There is a certain amount of development
Is there an easier solution?
Use other more suitable storage
Our regular query is to query the corresponding name column through the id primary key. In the above scheme, by introducing a new table, the corresponding id is first found by name, and then the id is used to obtain specific data. This is actually like establishing a new index. Like this, the idea of checking the original data through the name column is actually very similar to the inverted index .
It is equivalent to using the idea of inverted index to solve the data query problem under the sub-table.
In retrospect, in fact, our original requirement is nothing more than to provide common index columns or other more [dimensional] queries in the scenario of a large amount of data .
In this case, it is more suitable to use es, es natural sharding, and use the form of inverted index internally to speed up data query.
Oh? Brother Meng, it is it again, the inverted index , and it is a very small detail, take notes.
For example, I also have a row of data id, name, age. In mysql, you have to shard according to id. If you want to support the query of name and age, in order to prevent read proliferation, you have to build a sharding table of name and a sharding table of age respectively.
And if you use es, it will shard with the id shard key inside it, and also build a name to id, and an age to id inverted index. Is this the same as what was done above.
Moreover, it is also very simple to connect mysql to es. We can
binloglog changes of mysql through open source tools, and then parse the data and write it to es, so that es can provide near real-time query capabilities.
Think es+mysql is still cumbersome? Is there any other more concise solution?
Don’t use mysql, use tidb instead , I believe everyone has heard of this name, this is a distributed database .
It shards data tables by introducing the concept of Range . For example, the id of the first sharded table is 02kw, and the id of the second sharded table is 2kw4kw.
Oh? Are you familiar with it, isn’t this the database table division based on the id range mentioned at the beginning of the article?

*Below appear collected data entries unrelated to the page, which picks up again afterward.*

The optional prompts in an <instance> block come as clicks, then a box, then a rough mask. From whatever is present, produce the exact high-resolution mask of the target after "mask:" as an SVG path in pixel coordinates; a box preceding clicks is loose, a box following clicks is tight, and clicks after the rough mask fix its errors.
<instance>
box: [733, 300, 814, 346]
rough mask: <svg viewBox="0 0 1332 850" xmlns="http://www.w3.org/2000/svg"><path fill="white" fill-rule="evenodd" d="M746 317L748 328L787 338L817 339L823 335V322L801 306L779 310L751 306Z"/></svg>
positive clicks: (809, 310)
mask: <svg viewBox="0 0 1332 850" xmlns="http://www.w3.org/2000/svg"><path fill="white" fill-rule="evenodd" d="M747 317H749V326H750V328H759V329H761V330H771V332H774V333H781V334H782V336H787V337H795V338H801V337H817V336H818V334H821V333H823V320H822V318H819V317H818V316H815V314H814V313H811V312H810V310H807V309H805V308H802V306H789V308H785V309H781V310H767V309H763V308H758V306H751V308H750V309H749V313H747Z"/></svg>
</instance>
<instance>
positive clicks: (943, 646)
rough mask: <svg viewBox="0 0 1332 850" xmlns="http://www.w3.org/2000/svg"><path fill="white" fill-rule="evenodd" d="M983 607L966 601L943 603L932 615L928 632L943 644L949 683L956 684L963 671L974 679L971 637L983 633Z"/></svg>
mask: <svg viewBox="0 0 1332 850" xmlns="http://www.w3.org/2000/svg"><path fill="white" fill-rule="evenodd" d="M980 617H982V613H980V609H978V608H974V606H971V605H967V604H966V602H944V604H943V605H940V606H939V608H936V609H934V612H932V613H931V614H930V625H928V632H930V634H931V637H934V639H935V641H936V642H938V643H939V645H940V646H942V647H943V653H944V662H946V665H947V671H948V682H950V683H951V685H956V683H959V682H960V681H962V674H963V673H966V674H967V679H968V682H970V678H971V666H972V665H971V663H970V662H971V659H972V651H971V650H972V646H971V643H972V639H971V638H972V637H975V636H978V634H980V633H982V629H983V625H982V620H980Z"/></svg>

It supports ordinary indexes, and ordinary indexes are also fragmented, which is similar to the inverted index scheme mentioned above.
Another tiny detail.
And the syntax of [tidb] and mysql is almost the same, and there are many ready-made tools that can help you migrate data from mysql to tidb. So the development cost is not high.
- When the data in a single table is too large, the query performance of MySQL will deteriorate. Therefore, when the amount of data becomes huge, horizontal table partitioning needs to be considered.
- A shard key needs to be selected for a horizontal table, usually a primary key, and then the modulo is performed according to the id, or the table is divided according to the range of the id.
- After MySQL is divided into tables horizontally, there will be a problem of read diffusion for queries on non-sharding key fields. You can use ordinary index columns as the sharding key to create a new table, first check the new table to get the id, then go back to the original table and check it again. Once the original table. This is essentially a reference to the idea of inverted index.
- If you want to support more dimensional queries, you can monitor MySQL’s binlog, write data to es, and provide near real-time query capabilities.
- Of course, replacing mysql with tidb is also an idea. tidb is really a good thing. Many factories use it to change the skin and stick a label to make their own self-developed database . I highly recommend everyone to learn it.
- Don’t do premature optimization. If you don’t have anything to do, just divide it into 100 tables. In many cases, it is really useless.